Inoltre, credo sia doveroso riflettere sulle motivazioni della Corte di Assise di Taranto in merito al rigetto dell’istanza di dissequestro presentata dai Commissari Straordinari di Ilva in AS in data 30.03.2022 in cui si evincono delle criticità che il governo deve necessariamente affrontare al fine di evitare che passino ulteriori due anni con un nulla di fatto. Tali motivazioni devono obbligatoriamente aprire ad un confronto, il più ampio possibile, tra sindacati, istituzioni locali, ASL Taranto, Arpa Puglia e i ministeri interessati dalla vertenza per programmare un accelerazione sul processo di transizione ecologica, in quanto, appare del tutto evidente che anche in caso di realizzazione di tutte le prescrizioni previste dall’autorizzazione integrata ambientale, entro il prossimo 23 agosto 2023, non vi è alcuna garanzia di successo del piano ambientale.
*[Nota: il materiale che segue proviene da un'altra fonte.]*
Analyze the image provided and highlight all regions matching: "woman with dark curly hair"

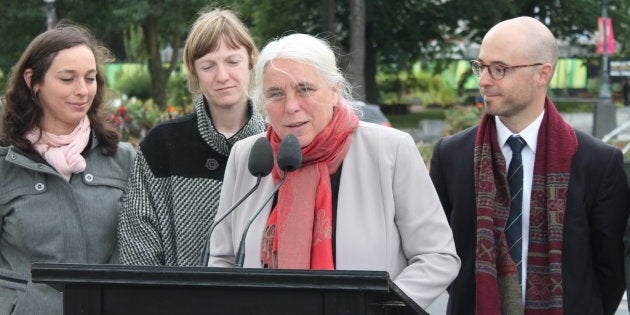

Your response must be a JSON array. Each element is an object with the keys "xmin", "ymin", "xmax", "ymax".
[{"xmin": 0, "ymin": 23, "xmax": 135, "ymax": 314}]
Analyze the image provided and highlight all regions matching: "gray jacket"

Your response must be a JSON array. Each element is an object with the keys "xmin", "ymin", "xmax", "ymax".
[{"xmin": 0, "ymin": 137, "xmax": 135, "ymax": 315}]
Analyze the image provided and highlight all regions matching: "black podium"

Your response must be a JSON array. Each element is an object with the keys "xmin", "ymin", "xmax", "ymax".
[{"xmin": 31, "ymin": 263, "xmax": 427, "ymax": 315}]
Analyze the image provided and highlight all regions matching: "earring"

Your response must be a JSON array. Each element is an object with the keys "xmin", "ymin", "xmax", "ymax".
[{"xmin": 32, "ymin": 91, "xmax": 39, "ymax": 101}]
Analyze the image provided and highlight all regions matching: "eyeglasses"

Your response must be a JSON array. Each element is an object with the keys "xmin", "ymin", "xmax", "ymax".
[{"xmin": 470, "ymin": 60, "xmax": 543, "ymax": 80}]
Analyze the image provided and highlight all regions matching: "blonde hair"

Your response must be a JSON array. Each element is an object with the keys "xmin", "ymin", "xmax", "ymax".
[{"xmin": 183, "ymin": 8, "xmax": 258, "ymax": 95}]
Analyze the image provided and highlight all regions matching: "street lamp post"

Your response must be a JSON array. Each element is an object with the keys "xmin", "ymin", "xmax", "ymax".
[
  {"xmin": 593, "ymin": 0, "xmax": 616, "ymax": 139},
  {"xmin": 44, "ymin": 0, "xmax": 56, "ymax": 30}
]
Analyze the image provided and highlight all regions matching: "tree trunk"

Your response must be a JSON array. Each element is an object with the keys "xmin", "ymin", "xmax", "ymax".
[
  {"xmin": 321, "ymin": 0, "xmax": 350, "ymax": 71},
  {"xmin": 348, "ymin": 0, "xmax": 366, "ymax": 101},
  {"xmin": 321, "ymin": 0, "xmax": 336, "ymax": 36},
  {"xmin": 102, "ymin": 28, "xmax": 127, "ymax": 62},
  {"xmin": 364, "ymin": 34, "xmax": 379, "ymax": 104},
  {"xmin": 142, "ymin": 16, "xmax": 181, "ymax": 109}
]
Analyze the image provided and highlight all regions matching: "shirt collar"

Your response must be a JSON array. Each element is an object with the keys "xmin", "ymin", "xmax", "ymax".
[{"xmin": 495, "ymin": 110, "xmax": 544, "ymax": 153}]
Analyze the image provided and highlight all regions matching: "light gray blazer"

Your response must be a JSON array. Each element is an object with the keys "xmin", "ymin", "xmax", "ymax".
[{"xmin": 209, "ymin": 122, "xmax": 460, "ymax": 309}]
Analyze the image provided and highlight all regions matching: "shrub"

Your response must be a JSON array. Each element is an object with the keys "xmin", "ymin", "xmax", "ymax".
[
  {"xmin": 443, "ymin": 105, "xmax": 482, "ymax": 136},
  {"xmin": 166, "ymin": 70, "xmax": 193, "ymax": 114},
  {"xmin": 377, "ymin": 69, "xmax": 462, "ymax": 106},
  {"xmin": 554, "ymin": 102, "xmax": 595, "ymax": 113},
  {"xmin": 418, "ymin": 141, "xmax": 435, "ymax": 167},
  {"xmin": 111, "ymin": 98, "xmax": 163, "ymax": 146},
  {"xmin": 116, "ymin": 70, "xmax": 152, "ymax": 100}
]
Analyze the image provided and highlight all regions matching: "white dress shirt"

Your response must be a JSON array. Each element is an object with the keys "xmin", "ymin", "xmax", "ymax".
[{"xmin": 495, "ymin": 111, "xmax": 544, "ymax": 301}]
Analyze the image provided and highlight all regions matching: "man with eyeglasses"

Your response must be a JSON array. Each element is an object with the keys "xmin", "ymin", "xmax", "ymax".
[{"xmin": 430, "ymin": 16, "xmax": 629, "ymax": 315}]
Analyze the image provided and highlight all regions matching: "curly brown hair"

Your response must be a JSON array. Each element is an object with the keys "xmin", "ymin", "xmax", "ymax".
[{"xmin": 1, "ymin": 22, "xmax": 120, "ymax": 155}]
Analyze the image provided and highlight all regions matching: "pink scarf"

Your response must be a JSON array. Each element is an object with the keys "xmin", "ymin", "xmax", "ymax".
[{"xmin": 25, "ymin": 116, "xmax": 91, "ymax": 182}]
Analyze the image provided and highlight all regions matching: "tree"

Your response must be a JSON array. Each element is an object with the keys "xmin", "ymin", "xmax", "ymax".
[
  {"xmin": 0, "ymin": 0, "xmax": 192, "ymax": 109},
  {"xmin": 440, "ymin": 0, "xmax": 630, "ymax": 92},
  {"xmin": 442, "ymin": 0, "xmax": 630, "ymax": 53},
  {"xmin": 2, "ymin": 1, "xmax": 628, "ymax": 105},
  {"xmin": 0, "ymin": 0, "xmax": 47, "ymax": 78},
  {"xmin": 62, "ymin": 0, "xmax": 215, "ymax": 108},
  {"xmin": 105, "ymin": 0, "xmax": 208, "ymax": 109},
  {"xmin": 248, "ymin": 0, "xmax": 630, "ymax": 103},
  {"xmin": 56, "ymin": 0, "xmax": 129, "ymax": 61},
  {"xmin": 347, "ymin": 0, "xmax": 366, "ymax": 101},
  {"xmin": 235, "ymin": 0, "xmax": 452, "ymax": 103},
  {"xmin": 321, "ymin": 0, "xmax": 337, "ymax": 37},
  {"xmin": 35, "ymin": 0, "xmax": 202, "ymax": 109}
]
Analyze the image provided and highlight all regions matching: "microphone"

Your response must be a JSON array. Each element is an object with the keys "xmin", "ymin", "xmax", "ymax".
[
  {"xmin": 199, "ymin": 137, "xmax": 274, "ymax": 266},
  {"xmin": 234, "ymin": 134, "xmax": 302, "ymax": 267}
]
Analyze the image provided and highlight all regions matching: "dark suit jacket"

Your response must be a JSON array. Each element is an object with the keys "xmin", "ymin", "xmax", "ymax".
[{"xmin": 430, "ymin": 125, "xmax": 630, "ymax": 315}]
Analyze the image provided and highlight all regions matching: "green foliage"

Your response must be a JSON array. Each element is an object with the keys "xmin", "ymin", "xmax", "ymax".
[
  {"xmin": 554, "ymin": 102, "xmax": 595, "ymax": 113},
  {"xmin": 124, "ymin": 99, "xmax": 162, "ymax": 128},
  {"xmin": 443, "ymin": 106, "xmax": 483, "ymax": 136},
  {"xmin": 441, "ymin": 0, "xmax": 622, "ymax": 49},
  {"xmin": 0, "ymin": 70, "xmax": 5, "ymax": 95},
  {"xmin": 113, "ymin": 98, "xmax": 158, "ymax": 146},
  {"xmin": 116, "ymin": 70, "xmax": 152, "ymax": 100},
  {"xmin": 0, "ymin": 0, "xmax": 47, "ymax": 75},
  {"xmin": 234, "ymin": 0, "xmax": 321, "ymax": 47},
  {"xmin": 386, "ymin": 110, "xmax": 446, "ymax": 129},
  {"xmin": 587, "ymin": 77, "xmax": 600, "ymax": 95},
  {"xmin": 418, "ymin": 141, "xmax": 435, "ymax": 168},
  {"xmin": 123, "ymin": 26, "xmax": 147, "ymax": 62},
  {"xmin": 2, "ymin": 0, "xmax": 629, "ymax": 123},
  {"xmin": 107, "ymin": 0, "xmax": 210, "ymax": 108},
  {"xmin": 112, "ymin": 62, "xmax": 193, "ymax": 111},
  {"xmin": 112, "ymin": 97, "xmax": 181, "ymax": 146},
  {"xmin": 377, "ymin": 68, "xmax": 461, "ymax": 106},
  {"xmin": 166, "ymin": 70, "xmax": 194, "ymax": 112},
  {"xmin": 108, "ymin": 62, "xmax": 194, "ymax": 145}
]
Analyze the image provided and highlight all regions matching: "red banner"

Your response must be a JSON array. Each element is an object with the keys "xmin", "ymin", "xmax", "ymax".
[{"xmin": 596, "ymin": 17, "xmax": 616, "ymax": 55}]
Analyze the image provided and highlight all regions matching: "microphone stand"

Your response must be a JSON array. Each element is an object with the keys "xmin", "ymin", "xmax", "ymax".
[
  {"xmin": 234, "ymin": 171, "xmax": 289, "ymax": 267},
  {"xmin": 200, "ymin": 175, "xmax": 262, "ymax": 266}
]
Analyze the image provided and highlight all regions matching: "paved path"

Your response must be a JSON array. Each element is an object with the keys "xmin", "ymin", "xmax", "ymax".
[{"xmin": 562, "ymin": 106, "xmax": 630, "ymax": 140}]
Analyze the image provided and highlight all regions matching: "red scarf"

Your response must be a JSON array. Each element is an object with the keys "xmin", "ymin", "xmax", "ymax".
[
  {"xmin": 261, "ymin": 106, "xmax": 359, "ymax": 269},
  {"xmin": 474, "ymin": 97, "xmax": 577, "ymax": 314}
]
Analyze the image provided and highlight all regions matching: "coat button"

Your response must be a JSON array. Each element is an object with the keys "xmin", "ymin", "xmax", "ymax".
[
  {"xmin": 35, "ymin": 183, "xmax": 45, "ymax": 191},
  {"xmin": 37, "ymin": 164, "xmax": 44, "ymax": 169},
  {"xmin": 84, "ymin": 174, "xmax": 94, "ymax": 182},
  {"xmin": 10, "ymin": 154, "xmax": 16, "ymax": 160},
  {"xmin": 205, "ymin": 158, "xmax": 219, "ymax": 171}
]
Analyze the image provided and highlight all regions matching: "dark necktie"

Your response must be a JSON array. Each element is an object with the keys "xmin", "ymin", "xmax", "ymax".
[{"xmin": 506, "ymin": 135, "xmax": 526, "ymax": 284}]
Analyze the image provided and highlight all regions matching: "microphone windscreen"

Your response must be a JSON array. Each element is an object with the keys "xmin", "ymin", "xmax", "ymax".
[
  {"xmin": 277, "ymin": 134, "xmax": 302, "ymax": 172},
  {"xmin": 248, "ymin": 137, "xmax": 274, "ymax": 177}
]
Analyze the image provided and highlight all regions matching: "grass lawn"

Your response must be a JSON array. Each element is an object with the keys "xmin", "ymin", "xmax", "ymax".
[{"xmin": 385, "ymin": 109, "xmax": 447, "ymax": 129}]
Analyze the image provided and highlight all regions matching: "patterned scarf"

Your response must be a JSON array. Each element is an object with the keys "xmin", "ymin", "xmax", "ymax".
[
  {"xmin": 25, "ymin": 116, "xmax": 91, "ymax": 182},
  {"xmin": 261, "ymin": 106, "xmax": 359, "ymax": 269},
  {"xmin": 474, "ymin": 97, "xmax": 577, "ymax": 314}
]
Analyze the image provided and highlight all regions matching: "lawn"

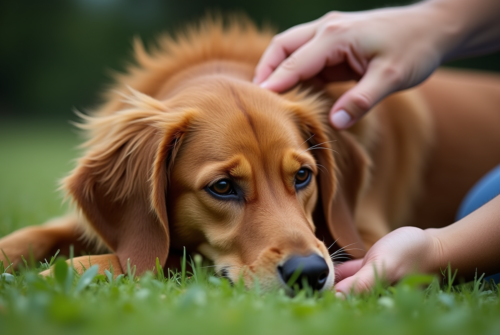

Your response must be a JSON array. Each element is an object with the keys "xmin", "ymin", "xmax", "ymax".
[{"xmin": 1, "ymin": 122, "xmax": 499, "ymax": 335}]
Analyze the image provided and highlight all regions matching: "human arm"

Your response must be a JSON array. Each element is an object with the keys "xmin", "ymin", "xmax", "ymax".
[
  {"xmin": 334, "ymin": 195, "xmax": 500, "ymax": 294},
  {"xmin": 254, "ymin": 0, "xmax": 500, "ymax": 129}
]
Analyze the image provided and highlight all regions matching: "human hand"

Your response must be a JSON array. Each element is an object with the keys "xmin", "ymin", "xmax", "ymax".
[
  {"xmin": 334, "ymin": 227, "xmax": 440, "ymax": 295},
  {"xmin": 254, "ymin": 3, "xmax": 451, "ymax": 129}
]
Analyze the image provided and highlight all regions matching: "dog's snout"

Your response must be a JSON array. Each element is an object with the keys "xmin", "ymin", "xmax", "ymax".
[{"xmin": 278, "ymin": 254, "xmax": 329, "ymax": 291}]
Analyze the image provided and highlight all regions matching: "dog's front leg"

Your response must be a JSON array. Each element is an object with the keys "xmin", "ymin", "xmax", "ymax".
[
  {"xmin": 39, "ymin": 254, "xmax": 123, "ymax": 277},
  {"xmin": 0, "ymin": 216, "xmax": 88, "ymax": 271}
]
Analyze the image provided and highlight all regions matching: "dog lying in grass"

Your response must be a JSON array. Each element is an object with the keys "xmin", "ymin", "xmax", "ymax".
[{"xmin": 1, "ymin": 17, "xmax": 500, "ymax": 293}]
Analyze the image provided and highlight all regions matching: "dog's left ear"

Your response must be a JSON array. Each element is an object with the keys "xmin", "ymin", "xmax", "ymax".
[
  {"xmin": 290, "ymin": 101, "xmax": 369, "ymax": 259},
  {"xmin": 64, "ymin": 90, "xmax": 194, "ymax": 274}
]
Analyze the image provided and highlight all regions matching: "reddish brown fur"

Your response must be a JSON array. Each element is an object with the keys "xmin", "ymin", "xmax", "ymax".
[{"xmin": 1, "ymin": 18, "xmax": 500, "ymax": 291}]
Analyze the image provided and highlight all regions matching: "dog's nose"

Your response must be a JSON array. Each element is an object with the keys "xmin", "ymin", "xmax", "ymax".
[{"xmin": 278, "ymin": 254, "xmax": 329, "ymax": 291}]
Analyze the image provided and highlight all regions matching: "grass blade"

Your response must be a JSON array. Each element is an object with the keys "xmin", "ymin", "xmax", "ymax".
[
  {"xmin": 127, "ymin": 259, "xmax": 136, "ymax": 281},
  {"xmin": 156, "ymin": 257, "xmax": 165, "ymax": 281},
  {"xmin": 75, "ymin": 265, "xmax": 99, "ymax": 294},
  {"xmin": 181, "ymin": 247, "xmax": 186, "ymax": 287}
]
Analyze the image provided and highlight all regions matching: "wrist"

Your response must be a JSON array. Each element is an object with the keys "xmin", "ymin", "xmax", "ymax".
[
  {"xmin": 412, "ymin": 0, "xmax": 467, "ymax": 62},
  {"xmin": 422, "ymin": 227, "xmax": 447, "ymax": 275},
  {"xmin": 421, "ymin": 0, "xmax": 500, "ymax": 60}
]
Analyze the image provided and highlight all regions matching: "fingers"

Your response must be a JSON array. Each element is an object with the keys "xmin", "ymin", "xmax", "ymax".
[
  {"xmin": 260, "ymin": 36, "xmax": 338, "ymax": 92},
  {"xmin": 329, "ymin": 60, "xmax": 403, "ymax": 129},
  {"xmin": 334, "ymin": 259, "xmax": 364, "ymax": 283},
  {"xmin": 254, "ymin": 23, "xmax": 318, "ymax": 85},
  {"xmin": 334, "ymin": 261, "xmax": 382, "ymax": 295}
]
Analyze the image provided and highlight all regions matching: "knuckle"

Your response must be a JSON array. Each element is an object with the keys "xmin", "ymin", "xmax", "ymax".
[
  {"xmin": 320, "ymin": 21, "xmax": 350, "ymax": 36},
  {"xmin": 323, "ymin": 11, "xmax": 342, "ymax": 21},
  {"xmin": 281, "ymin": 55, "xmax": 298, "ymax": 70},
  {"xmin": 382, "ymin": 65, "xmax": 404, "ymax": 87},
  {"xmin": 350, "ymin": 92, "xmax": 373, "ymax": 112}
]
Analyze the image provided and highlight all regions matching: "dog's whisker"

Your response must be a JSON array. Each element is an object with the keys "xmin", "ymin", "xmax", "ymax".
[
  {"xmin": 330, "ymin": 250, "xmax": 350, "ymax": 257},
  {"xmin": 327, "ymin": 238, "xmax": 340, "ymax": 250},
  {"xmin": 315, "ymin": 163, "xmax": 328, "ymax": 174},
  {"xmin": 304, "ymin": 146, "xmax": 334, "ymax": 153},
  {"xmin": 330, "ymin": 251, "xmax": 351, "ymax": 257},
  {"xmin": 329, "ymin": 243, "xmax": 367, "ymax": 261},
  {"xmin": 305, "ymin": 145, "xmax": 335, "ymax": 152},
  {"xmin": 299, "ymin": 134, "xmax": 316, "ymax": 148},
  {"xmin": 330, "ymin": 253, "xmax": 351, "ymax": 258},
  {"xmin": 329, "ymin": 242, "xmax": 358, "ymax": 255},
  {"xmin": 335, "ymin": 247, "xmax": 366, "ymax": 254},
  {"xmin": 330, "ymin": 253, "xmax": 351, "ymax": 260},
  {"xmin": 303, "ymin": 146, "xmax": 340, "ymax": 158},
  {"xmin": 330, "ymin": 250, "xmax": 365, "ymax": 259},
  {"xmin": 327, "ymin": 241, "xmax": 365, "ymax": 260},
  {"xmin": 299, "ymin": 140, "xmax": 336, "ymax": 155}
]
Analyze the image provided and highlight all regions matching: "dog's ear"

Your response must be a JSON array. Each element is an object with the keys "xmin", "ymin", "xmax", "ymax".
[
  {"xmin": 64, "ymin": 90, "xmax": 194, "ymax": 274},
  {"xmin": 289, "ymin": 99, "xmax": 369, "ymax": 259},
  {"xmin": 321, "ymin": 131, "xmax": 370, "ymax": 258}
]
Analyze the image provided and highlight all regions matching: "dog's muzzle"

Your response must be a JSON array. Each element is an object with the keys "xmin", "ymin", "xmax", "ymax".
[{"xmin": 278, "ymin": 254, "xmax": 329, "ymax": 291}]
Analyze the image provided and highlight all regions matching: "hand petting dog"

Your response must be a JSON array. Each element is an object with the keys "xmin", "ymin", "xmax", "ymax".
[
  {"xmin": 255, "ymin": 0, "xmax": 500, "ymax": 130},
  {"xmin": 256, "ymin": 0, "xmax": 500, "ymax": 293}
]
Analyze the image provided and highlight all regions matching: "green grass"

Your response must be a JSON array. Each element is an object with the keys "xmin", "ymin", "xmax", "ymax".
[
  {"xmin": 1, "ymin": 122, "xmax": 500, "ymax": 335},
  {"xmin": 0, "ymin": 121, "xmax": 79, "ymax": 235}
]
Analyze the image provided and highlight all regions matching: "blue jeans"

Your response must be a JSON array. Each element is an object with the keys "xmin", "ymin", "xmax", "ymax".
[{"xmin": 455, "ymin": 164, "xmax": 500, "ymax": 284}]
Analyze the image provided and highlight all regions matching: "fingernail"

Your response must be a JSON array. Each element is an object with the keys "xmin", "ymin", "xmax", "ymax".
[
  {"xmin": 335, "ymin": 291, "xmax": 346, "ymax": 300},
  {"xmin": 331, "ymin": 110, "xmax": 351, "ymax": 129}
]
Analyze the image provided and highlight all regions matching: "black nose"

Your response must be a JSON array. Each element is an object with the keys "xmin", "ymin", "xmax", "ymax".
[{"xmin": 278, "ymin": 254, "xmax": 329, "ymax": 291}]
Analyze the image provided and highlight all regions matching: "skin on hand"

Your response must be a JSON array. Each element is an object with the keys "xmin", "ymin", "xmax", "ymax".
[
  {"xmin": 254, "ymin": 4, "xmax": 445, "ymax": 129},
  {"xmin": 334, "ymin": 227, "xmax": 439, "ymax": 295},
  {"xmin": 334, "ymin": 195, "xmax": 500, "ymax": 295},
  {"xmin": 254, "ymin": 0, "xmax": 500, "ymax": 130}
]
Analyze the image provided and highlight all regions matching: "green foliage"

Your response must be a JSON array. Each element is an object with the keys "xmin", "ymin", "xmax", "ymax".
[
  {"xmin": 0, "ymin": 254, "xmax": 499, "ymax": 335},
  {"xmin": 1, "ymin": 123, "xmax": 500, "ymax": 334}
]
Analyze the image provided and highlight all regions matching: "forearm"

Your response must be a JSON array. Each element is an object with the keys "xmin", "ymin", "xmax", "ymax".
[
  {"xmin": 427, "ymin": 195, "xmax": 500, "ymax": 279},
  {"xmin": 421, "ymin": 0, "xmax": 500, "ymax": 60}
]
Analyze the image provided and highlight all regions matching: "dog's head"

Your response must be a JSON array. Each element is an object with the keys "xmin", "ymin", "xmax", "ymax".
[{"xmin": 65, "ymin": 70, "xmax": 369, "ymax": 292}]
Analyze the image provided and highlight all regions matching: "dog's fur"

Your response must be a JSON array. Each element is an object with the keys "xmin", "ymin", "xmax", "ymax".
[{"xmin": 2, "ymin": 18, "xmax": 500, "ymax": 291}]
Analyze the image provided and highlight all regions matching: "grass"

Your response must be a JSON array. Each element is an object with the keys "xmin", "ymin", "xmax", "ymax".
[{"xmin": 1, "ymin": 121, "xmax": 500, "ymax": 335}]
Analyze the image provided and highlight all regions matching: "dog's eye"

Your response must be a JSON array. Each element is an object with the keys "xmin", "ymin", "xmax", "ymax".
[
  {"xmin": 295, "ymin": 168, "xmax": 312, "ymax": 189},
  {"xmin": 209, "ymin": 179, "xmax": 235, "ymax": 196}
]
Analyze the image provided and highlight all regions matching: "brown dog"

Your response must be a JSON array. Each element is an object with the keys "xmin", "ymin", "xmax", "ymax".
[{"xmin": 1, "ymin": 18, "xmax": 500, "ymax": 292}]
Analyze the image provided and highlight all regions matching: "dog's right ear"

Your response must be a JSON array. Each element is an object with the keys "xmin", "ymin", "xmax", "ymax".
[
  {"xmin": 287, "ymin": 96, "xmax": 369, "ymax": 259},
  {"xmin": 64, "ymin": 89, "xmax": 195, "ymax": 274}
]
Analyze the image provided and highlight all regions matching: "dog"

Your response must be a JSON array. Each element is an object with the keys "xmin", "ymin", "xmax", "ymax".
[{"xmin": 1, "ymin": 18, "xmax": 500, "ymax": 293}]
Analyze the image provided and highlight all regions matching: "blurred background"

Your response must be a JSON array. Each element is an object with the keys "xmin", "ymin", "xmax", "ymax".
[{"xmin": 1, "ymin": 0, "xmax": 500, "ymax": 122}]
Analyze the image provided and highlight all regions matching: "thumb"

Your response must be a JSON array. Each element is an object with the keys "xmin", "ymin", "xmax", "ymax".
[
  {"xmin": 334, "ymin": 261, "xmax": 384, "ymax": 295},
  {"xmin": 329, "ymin": 60, "xmax": 402, "ymax": 129},
  {"xmin": 334, "ymin": 259, "xmax": 364, "ymax": 283}
]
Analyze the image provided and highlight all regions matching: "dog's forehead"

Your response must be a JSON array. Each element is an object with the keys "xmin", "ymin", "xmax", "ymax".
[{"xmin": 185, "ymin": 82, "xmax": 307, "ymax": 160}]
La questione ambientale deve essere messa al centro dell’agenda politica del governo e suddivisa in due momenti, la gestione attuale a quella futura, individuando le criticità in merito alle emissioni inquinanti emerse dalla relazione di Arpa Puglia, che necessita di un intervento nell’immediato, attraverso una pianificazione delle manutenzioni ordinarie e straordinarie, e sul futuro con l’avvio di un riesame dell’autorizzazione integrata ambientale.

Il rischio concreto che tra due anni si possa tornare nella condizione in cui ci troviamo oggi, obbliga il governo a modificare il piano ambientale introducendo innovazioni tecnologiche che vadano a modificare l’attuale processo produttivo e applicando le linee guida per la valutazione di impatto Ambientale e Sanitario.

I prossimi due anni non possono trascorrere senza una programmazione dei futuri investimenti e interventi manutentivi, con un livello così alto di cassa integrazione che viene costantemente utilizzata per abbattere i costi, così come la vicenda drammatica in cui versa l’appalto che scarica ancora una volta sui lavoratori la scelta della multinazionale e Confindustria Taranto di prorogare le scadenze dei pagamenti a 180 giorni procurando gravi disagi sul pagamento degli stipendi.

Il piano nazionale di ripresa e resilienza non deve essere l’ennesima occasione persa per il mezzogiorno e la politica, tutta, dovrebbe spingere verso un processo di transizione ecologica che trasformi le situazioni di criticità, così come la vertenza ex ilva, in un’occasione per rilanciare una nuova idea di sviluppo.

Taranto e i lavoratori non possono attendere ulteriori due anni per innovare il processo produttivo e non possiamo pensare che l’applicazione dell’Autorizzazione Integrata Ambientale possa essere un “ passepartout” per il dissequestro perché non sarà un procedimento automatico e soprattutto in assenza di un nuovo modello produttivo rischieremmo di perdere un appuntamento importante con il PNNR.

Non possiamo permettercelo, bisogna agire subito e la Fiom unitamente alle altre organizzazioni sindacali non rimarrà a guardare l’ennesima occasione mancata per Taranto e i lavoratori.

La politica dei rinvii ha procurato una situazione non più sostenibile all’interno dello stabilimento siderurgico che richiede un focus sul piano industriale, ambientale oltre a temi mai risolti come l’utilizzo della cassa integrazione, la gestione degli impianti e degli investimenti sulla programmazione delle manutenzioni ordinarie e straordinarie.